Both Graham and Vega do remarkable jobs depicting the pain and grief that lies just below each character’s surface. Graham’s Antonietta comes off as thoroughly exhausted and frustrated, yet capable of maintaining a positive façade for the benefit of her husband and family. She is initially resentful of Gabriele’s attempts to get her to laugh, which include unexpectedly enveloping her in one of her large sheets from the clothes line. It is clear, too, that Gabriele’s behavior is designed to help him forget about what he may be facing in the near future, as indicated in a series of furtive phone calls with some unknown friends who are worried about his welfare and what may be happening. After all, when we first meet Gabriele, he is seen packing and then playing with a handgun that he eventually points at his own head. It is only because of Antonietta’s buzzing at his door, looking for Rosamunde, that brings him out of this depressed stupor.

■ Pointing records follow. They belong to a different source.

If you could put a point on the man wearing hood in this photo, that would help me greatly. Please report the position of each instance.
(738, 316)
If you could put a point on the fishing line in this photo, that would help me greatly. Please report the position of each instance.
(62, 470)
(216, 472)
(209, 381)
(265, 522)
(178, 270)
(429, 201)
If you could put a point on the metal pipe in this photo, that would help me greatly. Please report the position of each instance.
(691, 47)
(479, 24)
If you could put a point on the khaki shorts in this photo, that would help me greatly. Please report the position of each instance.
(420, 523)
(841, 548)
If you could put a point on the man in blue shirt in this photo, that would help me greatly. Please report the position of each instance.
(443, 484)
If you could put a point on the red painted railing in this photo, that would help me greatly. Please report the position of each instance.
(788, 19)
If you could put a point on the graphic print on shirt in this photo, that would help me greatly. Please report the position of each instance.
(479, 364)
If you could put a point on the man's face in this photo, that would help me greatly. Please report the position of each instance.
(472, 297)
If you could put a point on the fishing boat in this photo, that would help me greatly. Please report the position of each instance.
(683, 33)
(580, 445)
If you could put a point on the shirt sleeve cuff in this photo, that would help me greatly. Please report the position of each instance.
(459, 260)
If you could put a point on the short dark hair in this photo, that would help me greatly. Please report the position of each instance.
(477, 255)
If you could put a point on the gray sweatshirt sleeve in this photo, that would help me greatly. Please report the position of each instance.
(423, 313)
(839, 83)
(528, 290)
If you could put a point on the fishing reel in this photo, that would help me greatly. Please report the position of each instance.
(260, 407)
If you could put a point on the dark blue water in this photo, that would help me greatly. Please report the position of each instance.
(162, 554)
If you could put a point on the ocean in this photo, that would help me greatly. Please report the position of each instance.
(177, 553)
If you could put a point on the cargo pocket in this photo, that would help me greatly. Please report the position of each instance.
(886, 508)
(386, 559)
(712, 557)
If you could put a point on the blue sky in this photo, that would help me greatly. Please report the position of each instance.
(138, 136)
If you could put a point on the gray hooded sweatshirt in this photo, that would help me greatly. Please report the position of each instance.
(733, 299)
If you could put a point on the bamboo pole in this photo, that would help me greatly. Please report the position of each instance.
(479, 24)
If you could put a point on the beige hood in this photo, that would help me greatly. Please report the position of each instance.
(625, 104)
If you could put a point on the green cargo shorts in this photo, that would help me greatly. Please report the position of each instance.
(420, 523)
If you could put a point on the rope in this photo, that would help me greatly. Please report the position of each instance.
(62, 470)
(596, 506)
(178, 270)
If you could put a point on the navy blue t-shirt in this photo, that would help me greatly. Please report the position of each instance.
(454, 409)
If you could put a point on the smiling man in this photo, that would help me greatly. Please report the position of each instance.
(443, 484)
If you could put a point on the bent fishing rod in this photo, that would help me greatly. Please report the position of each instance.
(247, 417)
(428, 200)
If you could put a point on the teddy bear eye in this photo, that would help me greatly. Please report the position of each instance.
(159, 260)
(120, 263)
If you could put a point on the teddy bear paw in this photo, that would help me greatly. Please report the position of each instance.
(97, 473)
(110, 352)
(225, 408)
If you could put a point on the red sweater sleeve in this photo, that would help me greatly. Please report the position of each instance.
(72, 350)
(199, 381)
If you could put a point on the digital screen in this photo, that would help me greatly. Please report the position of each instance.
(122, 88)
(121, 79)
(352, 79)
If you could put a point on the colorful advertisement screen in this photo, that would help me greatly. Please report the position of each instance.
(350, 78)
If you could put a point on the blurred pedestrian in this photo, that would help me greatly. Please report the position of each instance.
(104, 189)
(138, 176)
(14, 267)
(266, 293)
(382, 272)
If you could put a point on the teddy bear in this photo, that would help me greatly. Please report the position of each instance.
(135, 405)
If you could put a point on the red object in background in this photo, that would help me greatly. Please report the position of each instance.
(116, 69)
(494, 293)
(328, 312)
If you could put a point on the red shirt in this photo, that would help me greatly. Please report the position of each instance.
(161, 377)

“Working on a Special Day” is thrilling theater, the type that is both intellectually stimulating and charming at the same time. The two actors have performed the piece around the world in collaboration with New York’s The Play Company, which is dedicated to advancing a dynamic global experience of contemporary theatre. Julianne Boyd, the Artistic Director of Barrington Stage, is to be commended for bringing this play to the Berkshires where it can be appreciated and enjoyed by the area’s theatrically savvy audiences.

Gabriel Pascale, a prominent Mexican set and lighting designer and producer, is credited with the original lighting, which has been adapted for touring purposes by Caroline Jiminez. Somehow, even with blackboards serving as windows, one does feel as if light is streaming into Antonietta’s apartment and Gabriele’s is darker, as if more windows and blinds are closed and any lamps are off. It may just have been this reviewer’s stimulated imagination or the expert work of the cast, but that seemed to be the effect for me. And speaking of lighting, in Antonietta’s apartment there is an overhead lamp that Gabriele kindly repairs, though as you might have suspected from this review, it is also a chalk representation.

Pascal is also responsible for the set design, which appears quite modest at first, but which the cast transforms into several quite intimate spaces. Graham herself is responsible for the costume design, which accounts for Antonietta’s very Italianate mix of housecoat, apron, and work dress, and for Gabriele’s tasteful jacket, hat and suspendered pants. Rodrigo Espinosa designed the sound and some gentle underscoring which adds to the play’s overall mood.

A program note from the “directors” stresses the universal aspects of “an English stage adaptation of the Italian film performed by Mexican actors! This might seem rather odd if not for the fact that theater is all about imagination. Now let’s pretend we are Italians. Let’s pretend this theater is an apartment building in Rome.” Under the guidance of Graham and Vega none of this is a stretch at all. We are in good hands from the very start and gladly accompanying these theater innovators on this very moving journey.